177 cok uzun oldu lan kissak mi biraz kizi 172 falan olsun bari lisa cok kisa kaldi yaninda

KISSAK MI NE AMK

yalvaririm susun dcde konusurken bir de burada konusmaniza katlanamiyorum

chaeyoung 172 olsun

*************************






"bir yere gitmiyorsun lalisa." jennie ve taehyung'un yanından hızla gideceğim an jennie'nin beni çantamdan tutup çekmesiyle aralarına girmek zorunda kalmıştım ve öylece suratlarına bakıyordum. bağları koparmamla ilgili konuşmalara başlayacaklardı ve bunları dinlemek istemiyordum, özellikle de chaeyoung'ın duyabileceği bir yerde bunu kesinlikle istemiyordum. yaptığım her şey ondan gizli olacaktı sonuçta.

"bu gece dolunay var ve chaeyoung seninle konuşacaktır zaten."

"dönüşsem de kimseye zarar veremem. yanımda olmanıza gerek yok bence."

"chaeyoung'ın yanındaki kim?" taehyung'un sorusuyla jennie'nin bakışları da arkama döndüğünde ben de onların baktığı yere bakmıştım. hissetmem lazımdı, şu an kurdumun kıskançlıktan beni yiyip bitirmesi lazımdı ancak taehyung söylemese chaeyoung'ın geldiğini bile fark etmeyecektim. "bir omega." benden bir ses çıkmadığında jennie kısık sesle konuşmuş ve chaeyoung'a bakmayı kesip bana bakmıştı. yumruklarımı sıkmak istiyordum, karşısındaki omeganın boğazına bile atılabilirdim.

"gözlerini kapat." taehyung da bana bakmaya başladığı an benden bile önce fark ettiği gözlerimle hemen bana sarıldığında chaeyoung bir şey hissetmiş olmalı ki hemen karşısındaki omegayla konuşmayı bırakmış ve kokumu aldığı an benim olduğum yere dönmüştü. taehyung'un gözlerim üzerindeki elini çekip bana sarılmasını sağladığımda ikisinin de garipsememesinden amacımı anladığını biliyordum, gözlerim maviye dönüşmüşken iki alfanın arasında olmam chaeyoung'ı çıldırtırdı. belki de sadece deltayı çıldırtırdı.

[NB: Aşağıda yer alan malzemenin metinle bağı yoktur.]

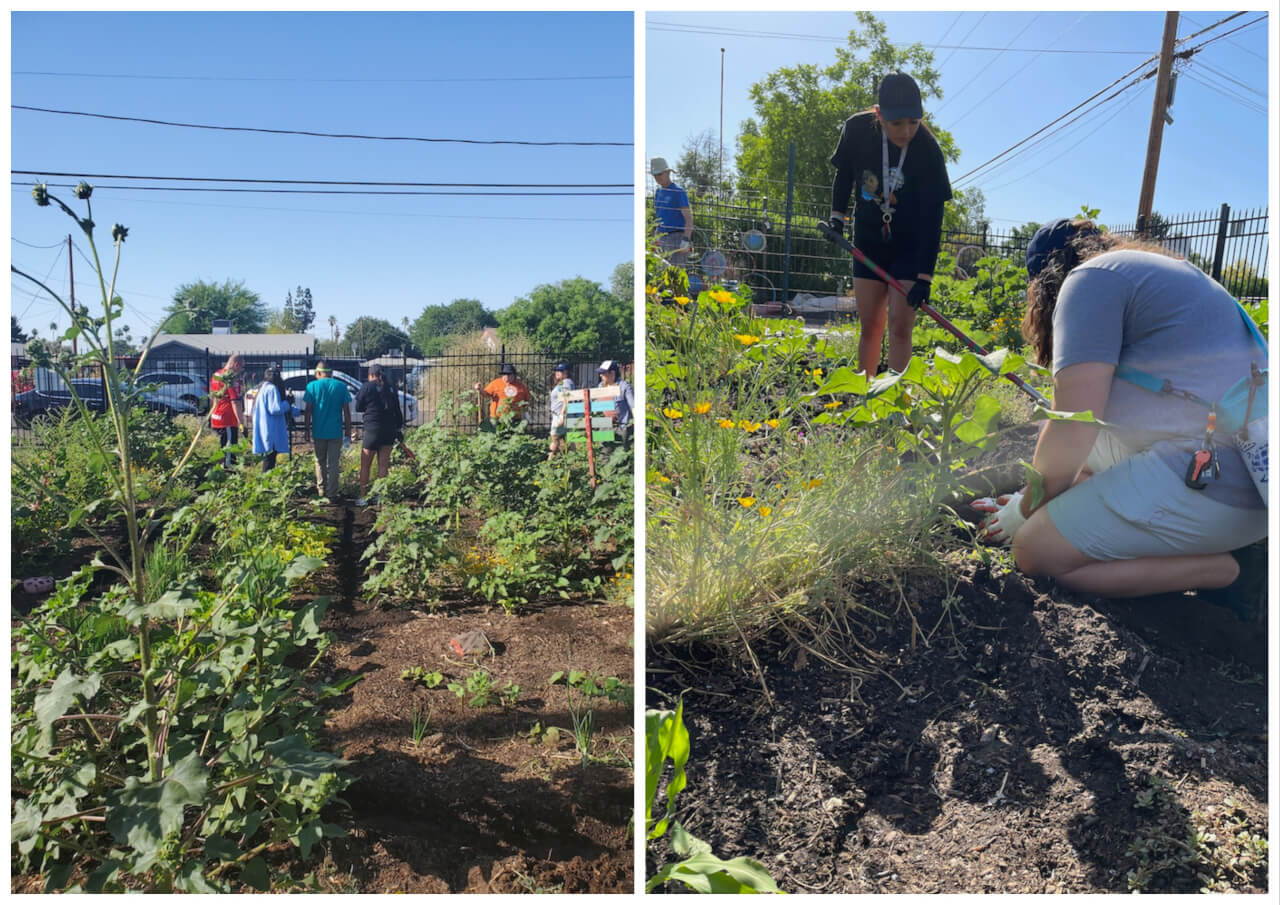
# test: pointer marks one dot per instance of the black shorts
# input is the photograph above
(896, 257)
(378, 437)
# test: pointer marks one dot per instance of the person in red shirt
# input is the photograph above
(227, 391)
(506, 393)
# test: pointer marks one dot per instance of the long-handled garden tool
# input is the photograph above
(839, 238)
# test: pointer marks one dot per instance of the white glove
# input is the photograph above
(1006, 517)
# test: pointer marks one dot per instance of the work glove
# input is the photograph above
(918, 293)
(1006, 517)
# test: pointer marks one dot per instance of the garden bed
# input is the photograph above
(479, 804)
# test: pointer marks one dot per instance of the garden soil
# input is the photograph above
(1033, 740)
(479, 804)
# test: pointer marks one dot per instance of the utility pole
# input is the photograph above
(71, 277)
(720, 181)
(1157, 122)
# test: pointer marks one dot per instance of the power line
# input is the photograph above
(344, 191)
(334, 182)
(336, 81)
(366, 213)
(327, 135)
(745, 32)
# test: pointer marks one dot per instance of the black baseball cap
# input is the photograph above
(900, 97)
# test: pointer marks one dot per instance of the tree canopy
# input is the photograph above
(572, 318)
(434, 329)
(807, 104)
(197, 305)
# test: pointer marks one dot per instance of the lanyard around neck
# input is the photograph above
(886, 186)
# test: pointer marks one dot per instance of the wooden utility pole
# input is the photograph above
(1157, 122)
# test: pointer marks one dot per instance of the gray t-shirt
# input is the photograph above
(1164, 316)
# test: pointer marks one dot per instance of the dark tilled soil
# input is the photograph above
(1013, 752)
(478, 805)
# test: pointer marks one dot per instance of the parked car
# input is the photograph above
(174, 387)
(35, 402)
(297, 380)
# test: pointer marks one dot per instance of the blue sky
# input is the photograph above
(1216, 150)
(510, 76)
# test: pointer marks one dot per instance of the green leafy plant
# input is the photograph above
(667, 740)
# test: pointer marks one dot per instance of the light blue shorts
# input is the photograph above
(1139, 507)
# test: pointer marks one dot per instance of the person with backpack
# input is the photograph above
(272, 410)
(1169, 504)
(890, 158)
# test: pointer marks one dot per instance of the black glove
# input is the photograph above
(919, 293)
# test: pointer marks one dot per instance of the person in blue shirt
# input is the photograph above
(675, 215)
(272, 410)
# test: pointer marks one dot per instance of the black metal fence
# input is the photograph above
(432, 389)
(769, 242)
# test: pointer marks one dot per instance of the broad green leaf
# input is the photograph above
(255, 874)
(144, 813)
(59, 698)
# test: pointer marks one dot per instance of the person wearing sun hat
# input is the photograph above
(673, 213)
(507, 393)
(1101, 309)
(888, 155)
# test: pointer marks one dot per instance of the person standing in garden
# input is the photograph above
(507, 393)
(227, 391)
(675, 215)
(611, 375)
(329, 402)
(894, 161)
(383, 420)
(558, 401)
(1166, 507)
(272, 411)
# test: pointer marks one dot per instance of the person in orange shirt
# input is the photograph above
(506, 393)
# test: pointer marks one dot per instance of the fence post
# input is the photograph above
(1221, 241)
(786, 255)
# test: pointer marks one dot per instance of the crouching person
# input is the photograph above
(1156, 513)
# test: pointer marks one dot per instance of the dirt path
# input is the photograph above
(1040, 743)
(478, 805)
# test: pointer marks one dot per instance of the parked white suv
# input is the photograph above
(297, 380)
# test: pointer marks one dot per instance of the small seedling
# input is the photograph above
(417, 673)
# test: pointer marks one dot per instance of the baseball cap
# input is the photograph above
(1047, 240)
(900, 97)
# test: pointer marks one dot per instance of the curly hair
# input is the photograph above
(1042, 292)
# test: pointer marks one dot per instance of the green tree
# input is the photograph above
(371, 337)
(807, 104)
(434, 328)
(698, 170)
(572, 318)
(197, 305)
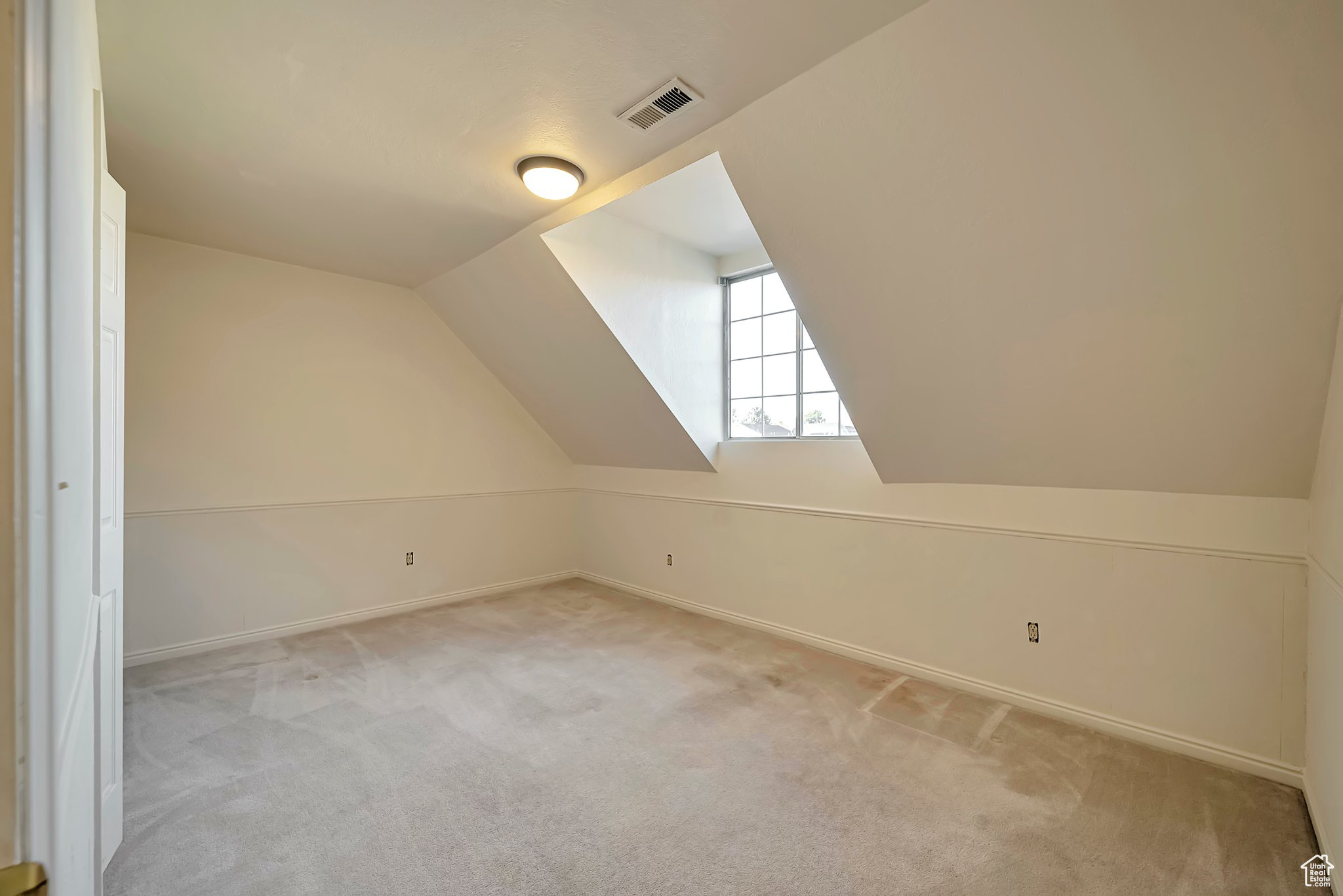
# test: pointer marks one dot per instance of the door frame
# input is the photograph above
(35, 800)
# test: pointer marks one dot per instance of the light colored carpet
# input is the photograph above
(571, 739)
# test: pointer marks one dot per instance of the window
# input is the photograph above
(775, 376)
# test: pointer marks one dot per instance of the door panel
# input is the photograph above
(109, 494)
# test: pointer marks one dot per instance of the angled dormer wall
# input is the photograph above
(524, 317)
(661, 299)
(1085, 246)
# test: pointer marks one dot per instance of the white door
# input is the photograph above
(109, 391)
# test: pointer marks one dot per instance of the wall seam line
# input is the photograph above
(888, 519)
(1173, 547)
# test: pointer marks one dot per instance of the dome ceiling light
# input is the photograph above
(550, 178)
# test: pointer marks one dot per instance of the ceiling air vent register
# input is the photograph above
(668, 101)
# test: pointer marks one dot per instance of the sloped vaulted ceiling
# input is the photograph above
(1092, 245)
(521, 315)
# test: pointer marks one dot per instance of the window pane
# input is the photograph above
(775, 296)
(782, 416)
(746, 378)
(780, 334)
(747, 419)
(746, 338)
(780, 375)
(746, 299)
(814, 375)
(820, 414)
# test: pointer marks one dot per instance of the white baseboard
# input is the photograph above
(1216, 754)
(1322, 834)
(205, 645)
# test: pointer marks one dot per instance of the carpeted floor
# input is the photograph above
(570, 739)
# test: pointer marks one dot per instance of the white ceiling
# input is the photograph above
(696, 206)
(379, 139)
(1048, 243)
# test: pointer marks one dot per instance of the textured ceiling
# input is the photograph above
(1047, 243)
(379, 139)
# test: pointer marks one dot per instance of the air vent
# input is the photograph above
(665, 102)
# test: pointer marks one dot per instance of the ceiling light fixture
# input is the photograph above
(550, 178)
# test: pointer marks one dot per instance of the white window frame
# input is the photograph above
(727, 370)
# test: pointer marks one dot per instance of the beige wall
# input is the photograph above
(1039, 243)
(339, 423)
(662, 300)
(1173, 618)
(7, 581)
(1325, 659)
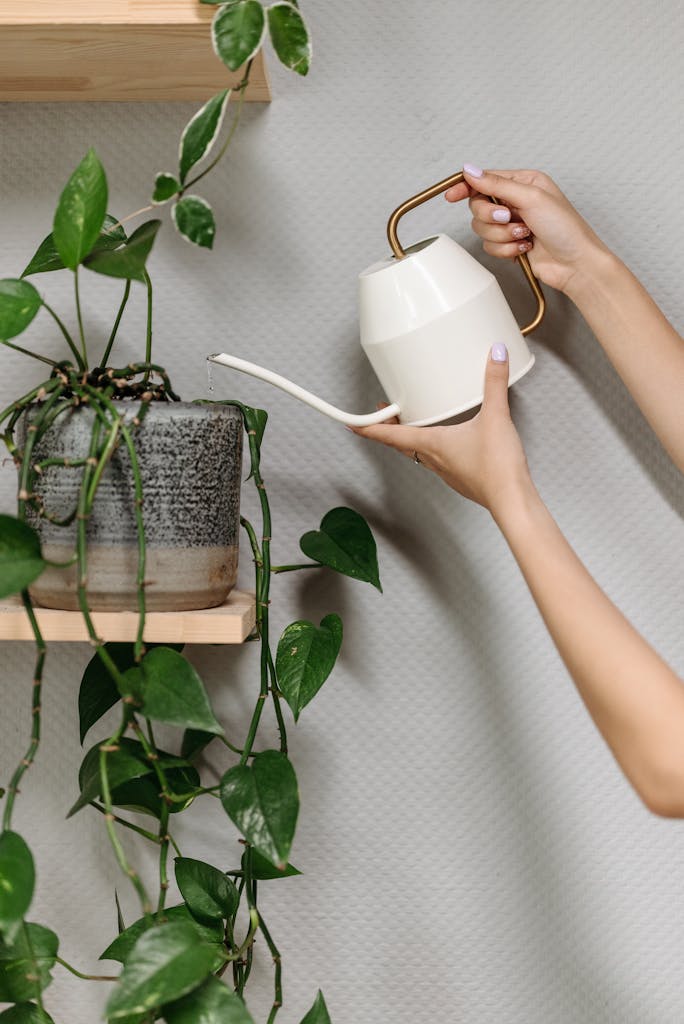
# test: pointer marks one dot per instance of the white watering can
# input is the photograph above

"chaeyoung'ın göz bebekleri mi büyüdü ya?" taehyung, jennie'ye bakarak konuştuğunda yaptığım şey jennie'nin de hoşuna gitmiş olmalı ki taehyung'un kolları arasından çıkmamla kolunu omzuma atmış ve arkamızdaki taehyung'a verdiği işaretle sınıflarına doğru yürümeye başlamıştı.

chaeyoung bastırıcı kullanmazdı. ben de bugün dolunay olduğu için almamıştım. onu hissedememem sanırım ikimiz için de iyiye işaretti.

"chaeyoung az önce arkamızdan okula girdi." taehyung'un dediği şeyle jennie gözlerini sıkıca kapatıp açmıştı ve gözleri artık kırmızıydı. birkaç saniyeliğine bile olsa feromon salgılasa eminim chaeyoung kurduna dönüşüp ona saldırırdı. "ne güzel. bir omegasının olduğunu biliyor demek ki."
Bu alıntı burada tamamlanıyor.